Some further discussion ensued around the table about funding for training projects that would be available on the Dawesville Channel project. I raised that the funding for such training should be kept totally separate from the funds of the AWU. There was some discussion about how that might be done, and someone suggested creating a separate legal entity that could run the training and to which the funding could be provided. If that could be done, we discussed that there could be no confusion that the funds for the training would be completely separate from AWU funds.
It was my strong position that there was no way that I would be raising these funds and allowing the national office to make any claim on them. The separate legal entity would be the vehicle that would propel the concept of the NCB, and funds received by the entity could be used to support the NCB concept through supporting candidates in the election and paying for various associated expenses.
A general concept of a separate legal entity was further discussed, and there was support for this idea. I recall that when the meeting finished LUDWIG said words to the effect ''That sounds alright to me, I'm happy with that. I'll leave the rest to you blokes to sort it out." I considered that LUDWIG and ALBRECHT had given their 'blessing' to the arrangement. I believed that this constituted the basis of an agreement between the THIESS representatives and myself.
It was agreed that whatever arrangement was finalised in terms of funding to the entity, it would be effective from the nominated start date of the DCP to the nominated completion date of the project. Then there was general chit-chat and LUDWIG and I left together as we were staying at the same hotel.

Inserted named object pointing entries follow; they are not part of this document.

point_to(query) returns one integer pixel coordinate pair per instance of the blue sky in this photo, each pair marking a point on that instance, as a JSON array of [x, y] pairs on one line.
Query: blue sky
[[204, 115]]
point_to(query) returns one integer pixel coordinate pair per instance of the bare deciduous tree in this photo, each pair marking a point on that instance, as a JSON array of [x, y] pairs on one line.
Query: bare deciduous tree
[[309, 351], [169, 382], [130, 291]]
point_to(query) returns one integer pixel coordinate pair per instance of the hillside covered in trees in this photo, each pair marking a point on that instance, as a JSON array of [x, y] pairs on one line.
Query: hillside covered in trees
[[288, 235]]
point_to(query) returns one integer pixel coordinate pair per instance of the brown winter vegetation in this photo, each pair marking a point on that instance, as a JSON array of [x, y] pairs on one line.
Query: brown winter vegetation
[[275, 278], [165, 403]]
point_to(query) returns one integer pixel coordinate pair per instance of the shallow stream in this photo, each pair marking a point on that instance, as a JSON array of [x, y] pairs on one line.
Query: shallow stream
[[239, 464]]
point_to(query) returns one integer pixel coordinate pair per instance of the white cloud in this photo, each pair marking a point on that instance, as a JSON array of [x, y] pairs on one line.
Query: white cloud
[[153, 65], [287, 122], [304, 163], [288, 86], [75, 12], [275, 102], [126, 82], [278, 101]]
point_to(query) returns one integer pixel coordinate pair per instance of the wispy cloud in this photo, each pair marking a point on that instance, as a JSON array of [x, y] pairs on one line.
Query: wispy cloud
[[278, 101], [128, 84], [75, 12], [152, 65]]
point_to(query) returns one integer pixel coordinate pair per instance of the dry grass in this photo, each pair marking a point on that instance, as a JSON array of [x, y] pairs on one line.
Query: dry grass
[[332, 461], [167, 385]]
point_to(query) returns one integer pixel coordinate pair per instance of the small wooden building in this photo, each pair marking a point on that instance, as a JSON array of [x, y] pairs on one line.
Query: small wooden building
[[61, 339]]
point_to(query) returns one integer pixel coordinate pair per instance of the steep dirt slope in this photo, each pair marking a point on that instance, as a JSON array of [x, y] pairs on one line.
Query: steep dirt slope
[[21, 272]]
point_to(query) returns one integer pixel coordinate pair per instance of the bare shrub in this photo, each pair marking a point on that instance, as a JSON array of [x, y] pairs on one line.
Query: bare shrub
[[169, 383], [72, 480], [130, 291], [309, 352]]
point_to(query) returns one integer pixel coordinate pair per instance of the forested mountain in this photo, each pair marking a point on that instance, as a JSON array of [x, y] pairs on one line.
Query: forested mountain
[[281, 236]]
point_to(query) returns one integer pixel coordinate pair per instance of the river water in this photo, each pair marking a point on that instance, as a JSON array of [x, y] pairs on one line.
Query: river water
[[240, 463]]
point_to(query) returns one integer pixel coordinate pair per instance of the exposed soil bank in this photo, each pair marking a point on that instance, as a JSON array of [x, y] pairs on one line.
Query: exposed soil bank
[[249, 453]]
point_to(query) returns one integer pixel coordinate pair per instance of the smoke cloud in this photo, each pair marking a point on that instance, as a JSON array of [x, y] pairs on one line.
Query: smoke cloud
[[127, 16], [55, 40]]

He talks about an entity whose purpose was to receive funds from Thiess. It needed a cover story about its purpose that sounded better than the real story. So the cover story Wilson et al came up with was that it was a workplace reform and safety entity set up to achieve great things. Total BS, pages of objects written down to convince the Commissioner the thing was legit and should be incorporated. But for Wilson the cover story was inestimably better than the truth, which according to Wilson would sound something like “This association is formed for the purpose of creating a separate legal entity with the AWU’s name in it for the purpose of receiving money from Thiess after Thiess was awarded the Dawesville Channel project”.
Now compare Gillard’s position. She says that she got instructions to set up a payroll deduction fund to meet the expenses Bruce Wilson and his mates would legitimately have in election campaigns. But rather than write down what Gillard says was the truth, the election fund thing, she writes down reams of unlikely workplace reform this, safety training that, etc etc etc. That’s where Gillard’s version of the truth comes unstuck. If it was as innocent and conventional as she told Peter Gordon and Geoff Shaw, why didn’t she tell the corporate affairs commissioner the same thing? But if she’d done that, the election fund purpose would be on the public record and it would be a brave Thiess executive who’d authorise invoices to transfer shareholders money to fund Bruce Wilson’s elections.
Wilson said he wanted an entity to get the money from Thiess, that’s what he said it was set up for – and that is precisely what the entity did. Wilson’s statement is not benign from Gillard’ perspective, who is stuck with her story that she was told to set up a payroll deduction fund that just ended up achieving its purposes through convoluted processes. Wilson’s statement contemplates some legal planning involving the processes Thiess required to pay out money. The entity that Wilson says he wanted to create must have had the legal ability to "receive the funds" - that is it had to raise invoices in its own right and negotiate the money paid in its name through a bank account. Bruce Wilson Consulting wouldn't cut it for Thiess's auditors - likewise a hand-written invoice in a book from a newsagent with a bank account associated with it. For Thiess managers to pay out $300,000 and stay on the right side of their auditors, Thiess would require invoices raised by some legal entity (if not the AWU itself). In Wilson's own words, that was the reason for the creation of the AWU WRA Incorporated. In that context, the necessity for the AWU's name in the title becomes a little clearer.